When a string is generated at compile time (and assigned to an enum), it should be equivalent to a string literal in all cases.
This works today:
enum x = "hello";
const char *p = x;
enum x2 = "hello" ~ " there";
p = x2;
static string foo()
{
return "hello" ~ " there";
}
enum x3 = foo();
p = x3;
This does not:
static string foo2()
{
import std.string : join;
return ["hello", "there"].join(" ");
}
enum x4 = foo2();
p = x4; // Error: cannot implicitly convert expression "hello there" of type string to const(char*)
It's unclear why foo2 cannot produce a convertible string, whereas all the other cases can.
Comment #1 by razvan.nitu1305 — 2020-09-17T07:55:04Z
(In reply to Steven Schveighoffer from comment #0)

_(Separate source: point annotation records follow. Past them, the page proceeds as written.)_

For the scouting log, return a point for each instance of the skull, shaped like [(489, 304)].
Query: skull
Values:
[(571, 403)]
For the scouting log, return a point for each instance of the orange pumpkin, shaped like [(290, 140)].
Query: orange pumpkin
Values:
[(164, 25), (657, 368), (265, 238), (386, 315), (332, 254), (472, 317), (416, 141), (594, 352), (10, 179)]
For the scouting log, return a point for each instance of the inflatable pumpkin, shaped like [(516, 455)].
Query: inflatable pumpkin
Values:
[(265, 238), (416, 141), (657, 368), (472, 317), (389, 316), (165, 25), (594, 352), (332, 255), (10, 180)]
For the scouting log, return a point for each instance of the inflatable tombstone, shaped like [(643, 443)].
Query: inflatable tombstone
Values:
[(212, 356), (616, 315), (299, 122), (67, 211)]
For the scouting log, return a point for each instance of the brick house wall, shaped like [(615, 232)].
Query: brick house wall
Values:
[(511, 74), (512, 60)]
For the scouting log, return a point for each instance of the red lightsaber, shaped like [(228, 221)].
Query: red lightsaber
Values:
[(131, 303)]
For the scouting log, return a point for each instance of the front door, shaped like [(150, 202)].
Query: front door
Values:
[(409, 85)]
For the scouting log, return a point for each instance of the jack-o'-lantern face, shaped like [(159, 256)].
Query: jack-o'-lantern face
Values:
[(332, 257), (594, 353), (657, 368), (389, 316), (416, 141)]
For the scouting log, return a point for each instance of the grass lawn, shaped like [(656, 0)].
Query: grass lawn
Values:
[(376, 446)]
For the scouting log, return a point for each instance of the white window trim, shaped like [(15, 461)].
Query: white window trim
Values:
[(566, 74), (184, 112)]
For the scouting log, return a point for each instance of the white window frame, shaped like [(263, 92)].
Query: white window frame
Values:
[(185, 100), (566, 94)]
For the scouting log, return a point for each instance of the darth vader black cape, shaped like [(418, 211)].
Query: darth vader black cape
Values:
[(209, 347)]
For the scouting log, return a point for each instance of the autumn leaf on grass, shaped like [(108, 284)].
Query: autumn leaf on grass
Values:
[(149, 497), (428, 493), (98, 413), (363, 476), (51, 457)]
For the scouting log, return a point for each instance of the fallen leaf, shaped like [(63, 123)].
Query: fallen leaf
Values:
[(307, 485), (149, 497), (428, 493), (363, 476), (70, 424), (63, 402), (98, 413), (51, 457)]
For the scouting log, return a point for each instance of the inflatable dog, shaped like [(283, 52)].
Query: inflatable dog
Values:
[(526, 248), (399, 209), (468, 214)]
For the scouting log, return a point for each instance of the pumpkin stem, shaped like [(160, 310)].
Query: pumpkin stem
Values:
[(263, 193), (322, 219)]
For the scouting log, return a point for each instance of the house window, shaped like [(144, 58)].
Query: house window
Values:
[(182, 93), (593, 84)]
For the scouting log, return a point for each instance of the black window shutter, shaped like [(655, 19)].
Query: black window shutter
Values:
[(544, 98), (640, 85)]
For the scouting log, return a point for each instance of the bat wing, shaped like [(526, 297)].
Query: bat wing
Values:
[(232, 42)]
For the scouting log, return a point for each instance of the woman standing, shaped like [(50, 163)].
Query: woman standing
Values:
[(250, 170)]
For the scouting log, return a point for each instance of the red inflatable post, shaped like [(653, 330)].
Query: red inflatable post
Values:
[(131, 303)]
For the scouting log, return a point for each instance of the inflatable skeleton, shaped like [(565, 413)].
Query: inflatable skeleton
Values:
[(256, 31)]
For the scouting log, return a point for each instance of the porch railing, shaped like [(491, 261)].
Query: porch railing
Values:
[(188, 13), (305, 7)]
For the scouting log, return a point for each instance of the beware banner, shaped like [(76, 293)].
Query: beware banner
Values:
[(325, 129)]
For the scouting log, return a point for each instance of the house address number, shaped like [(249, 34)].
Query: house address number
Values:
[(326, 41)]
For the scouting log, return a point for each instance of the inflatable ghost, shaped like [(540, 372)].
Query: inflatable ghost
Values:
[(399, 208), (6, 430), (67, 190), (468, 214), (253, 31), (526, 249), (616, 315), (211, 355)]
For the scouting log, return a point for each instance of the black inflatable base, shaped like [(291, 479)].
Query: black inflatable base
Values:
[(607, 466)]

> When a string is generated at compile time (and assigned to an enum), it
> should be equivalent to a string literal in all cases.
>
> This works today:
>
> enum x = "hello";
> const char *p = x;
> enum x2 = "hello" ~ " there";
> p = x2;
> static string foo()
> {
> return "hello" ~ " there";
> }
>
> enum x3 = foo();
> p = x3;
>
> This does not:
>
> static string foo2()
> {
> import std.string : join;
> return ["hello", "there"].join(" ");
> }
>
> enum x4 = foo2();
> p = x4; // Error: cannot implicitly convert expression "hello there" of type
> string to const(char*)
>
> It's unclear why foo2 cannot produce a convertible string, whereas all the
> other cases can.
Are you sure this is the correct code? I just tried running the following example:
enum x = "hello";
const char *p = x;
enum x2 = "hello" ~ " there";
static string foo()
{
return "hello" ~ " there";
}
enum x3 = foo();
static string foo2()
{
import std.string : join;
return ["hello", "there"].join(" ");
}
enum x4 = foo2();
void goo()
{
p = x2;
p = x3;
p = x4;
}
And I get errors to all three assignments of p.
Comment #2 by schveiguy — 2020-09-17T19:50:14Z
oof! Yeah, it's not valid, but the bug is still valid. Change p declaration to:
const(char)* p = x;
and you now see the single error for the assignment to x4.
Comment #3 by razvan.nitu1305 — 2020-09-18T02:41:23Z
(In reply to Steven Schveighoffer from comment #2)
> oof! Yeah, it's not valid, but the bug is still valid. Change p declaration
> to:
>
> const(char)* p = x;
>
> and you now see the single error for the assignment to x4.
Yeah, it's definitely a bug. And a weird one also.